NEW YORK (CNN/Money) -
eBay Inc. agreed to pay $10 million to settle allegations that its PayPal unit provided services to online gambling merchants as the online auctioneer announced yet another quarter of surging sales and profits.
The company said Thursday, along with an announcement about its 2-for-1 stock split, that such gaming activities were discontinued following its purchase of PayPal in October 2002.
eBay said PayPal posted strong growth in the latest quarter and its settlement with the U.S. attorney for the Eastern District of Missouri would be included as an adjustment to its purchase price of PayPal and not as a charge against earnings.
The company posted a second-quarter net profit that surged 102 percent to $109.7 million, or 33 cents per diluted share. Revenue jumped 91 percent to $509.3 million.
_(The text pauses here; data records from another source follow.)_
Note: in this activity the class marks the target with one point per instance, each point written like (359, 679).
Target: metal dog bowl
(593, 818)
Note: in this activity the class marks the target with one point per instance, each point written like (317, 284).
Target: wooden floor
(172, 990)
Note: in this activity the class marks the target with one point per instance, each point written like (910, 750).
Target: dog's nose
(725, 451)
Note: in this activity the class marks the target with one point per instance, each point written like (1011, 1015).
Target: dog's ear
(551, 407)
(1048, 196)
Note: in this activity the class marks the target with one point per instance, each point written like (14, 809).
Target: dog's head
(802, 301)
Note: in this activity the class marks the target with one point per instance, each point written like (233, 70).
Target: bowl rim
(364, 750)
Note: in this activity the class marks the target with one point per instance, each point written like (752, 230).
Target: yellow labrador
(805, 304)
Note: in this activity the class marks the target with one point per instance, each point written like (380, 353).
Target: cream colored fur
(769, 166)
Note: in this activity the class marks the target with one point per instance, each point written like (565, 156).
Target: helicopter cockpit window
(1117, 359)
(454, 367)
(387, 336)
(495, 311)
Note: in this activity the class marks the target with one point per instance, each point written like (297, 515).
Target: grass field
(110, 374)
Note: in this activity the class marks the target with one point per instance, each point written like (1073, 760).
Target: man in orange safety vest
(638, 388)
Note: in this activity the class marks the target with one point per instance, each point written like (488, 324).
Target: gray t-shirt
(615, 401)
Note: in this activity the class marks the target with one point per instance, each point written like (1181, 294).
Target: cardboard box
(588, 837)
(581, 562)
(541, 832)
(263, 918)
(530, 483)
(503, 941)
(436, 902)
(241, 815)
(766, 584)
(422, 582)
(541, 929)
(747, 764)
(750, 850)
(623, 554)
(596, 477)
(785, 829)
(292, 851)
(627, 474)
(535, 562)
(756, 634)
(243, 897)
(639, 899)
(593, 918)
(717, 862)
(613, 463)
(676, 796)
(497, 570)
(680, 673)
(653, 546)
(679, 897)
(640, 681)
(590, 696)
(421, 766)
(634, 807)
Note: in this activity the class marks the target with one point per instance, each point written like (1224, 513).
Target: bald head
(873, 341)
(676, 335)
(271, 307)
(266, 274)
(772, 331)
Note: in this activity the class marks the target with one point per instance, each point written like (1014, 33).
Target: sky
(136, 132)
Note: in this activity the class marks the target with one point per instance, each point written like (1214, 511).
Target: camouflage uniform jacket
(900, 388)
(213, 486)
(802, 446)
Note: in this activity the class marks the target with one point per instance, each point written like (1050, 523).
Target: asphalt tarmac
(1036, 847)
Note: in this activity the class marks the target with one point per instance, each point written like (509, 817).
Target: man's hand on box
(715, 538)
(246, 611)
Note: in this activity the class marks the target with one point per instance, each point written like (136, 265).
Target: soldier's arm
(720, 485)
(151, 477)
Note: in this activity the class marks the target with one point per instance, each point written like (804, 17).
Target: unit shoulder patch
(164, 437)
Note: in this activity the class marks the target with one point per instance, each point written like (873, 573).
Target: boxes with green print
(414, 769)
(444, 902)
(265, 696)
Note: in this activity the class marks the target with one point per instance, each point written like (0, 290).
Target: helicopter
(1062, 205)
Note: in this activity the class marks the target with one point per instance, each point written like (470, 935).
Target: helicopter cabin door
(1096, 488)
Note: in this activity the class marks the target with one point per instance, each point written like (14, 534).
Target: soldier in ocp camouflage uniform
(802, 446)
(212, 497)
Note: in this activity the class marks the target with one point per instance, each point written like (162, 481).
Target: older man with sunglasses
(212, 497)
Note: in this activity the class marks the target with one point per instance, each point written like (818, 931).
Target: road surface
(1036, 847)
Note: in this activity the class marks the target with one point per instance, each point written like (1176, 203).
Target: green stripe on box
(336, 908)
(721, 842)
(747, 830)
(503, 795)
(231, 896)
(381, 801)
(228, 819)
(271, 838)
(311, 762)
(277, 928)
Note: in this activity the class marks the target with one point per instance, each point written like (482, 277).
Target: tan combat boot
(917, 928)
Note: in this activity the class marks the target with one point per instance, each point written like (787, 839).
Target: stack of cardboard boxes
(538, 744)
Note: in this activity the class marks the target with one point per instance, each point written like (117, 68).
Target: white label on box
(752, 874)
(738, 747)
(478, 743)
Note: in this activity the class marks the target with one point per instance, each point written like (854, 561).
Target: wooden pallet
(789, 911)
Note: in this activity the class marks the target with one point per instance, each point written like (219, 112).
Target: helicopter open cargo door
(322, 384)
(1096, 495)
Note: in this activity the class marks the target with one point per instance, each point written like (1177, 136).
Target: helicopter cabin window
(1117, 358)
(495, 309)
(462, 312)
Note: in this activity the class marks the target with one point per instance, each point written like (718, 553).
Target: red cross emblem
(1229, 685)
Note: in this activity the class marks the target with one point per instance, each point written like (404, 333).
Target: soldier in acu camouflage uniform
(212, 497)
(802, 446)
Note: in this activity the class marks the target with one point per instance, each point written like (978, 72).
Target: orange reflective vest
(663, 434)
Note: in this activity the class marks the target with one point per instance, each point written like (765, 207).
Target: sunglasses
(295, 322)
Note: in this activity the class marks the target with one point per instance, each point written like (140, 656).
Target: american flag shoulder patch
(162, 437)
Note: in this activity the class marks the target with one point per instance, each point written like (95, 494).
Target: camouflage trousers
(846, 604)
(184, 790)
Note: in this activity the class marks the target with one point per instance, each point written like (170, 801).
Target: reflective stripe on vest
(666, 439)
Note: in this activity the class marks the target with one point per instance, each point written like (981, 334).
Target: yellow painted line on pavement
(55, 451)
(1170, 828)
Many on Wall Street said the earnings did not outpace expectations as much as in some earlier quarters amid concern that the stock has become overvalued during its recent rally. Shares of eBay (EBAY: down $4.77 to $110.97, Research, Estimates) fell sharply following the reports.
"Expectations, unofficial ones, tend to get much higher," Deutsche Bank analyst Jeetil Patel told Reuters.
"I don't think this was disappointing at all. It gives the stock some room to breathe and come back," Safa Rashtchy, an analyst at U.S. Bancorp Piper Jaffray, said.
Shares of eBay have rallied steadily since October 2002, gaining about 130 percent over that period.
The company's market value is around $37 billion, about one-seventh the value of the world's biggest retailer, Wal-Mart Stores Inc. (WMT: Research, Estimates). Meanwhile, eBay's estimated revenue for next year is about one-percent that of Wal-Mart.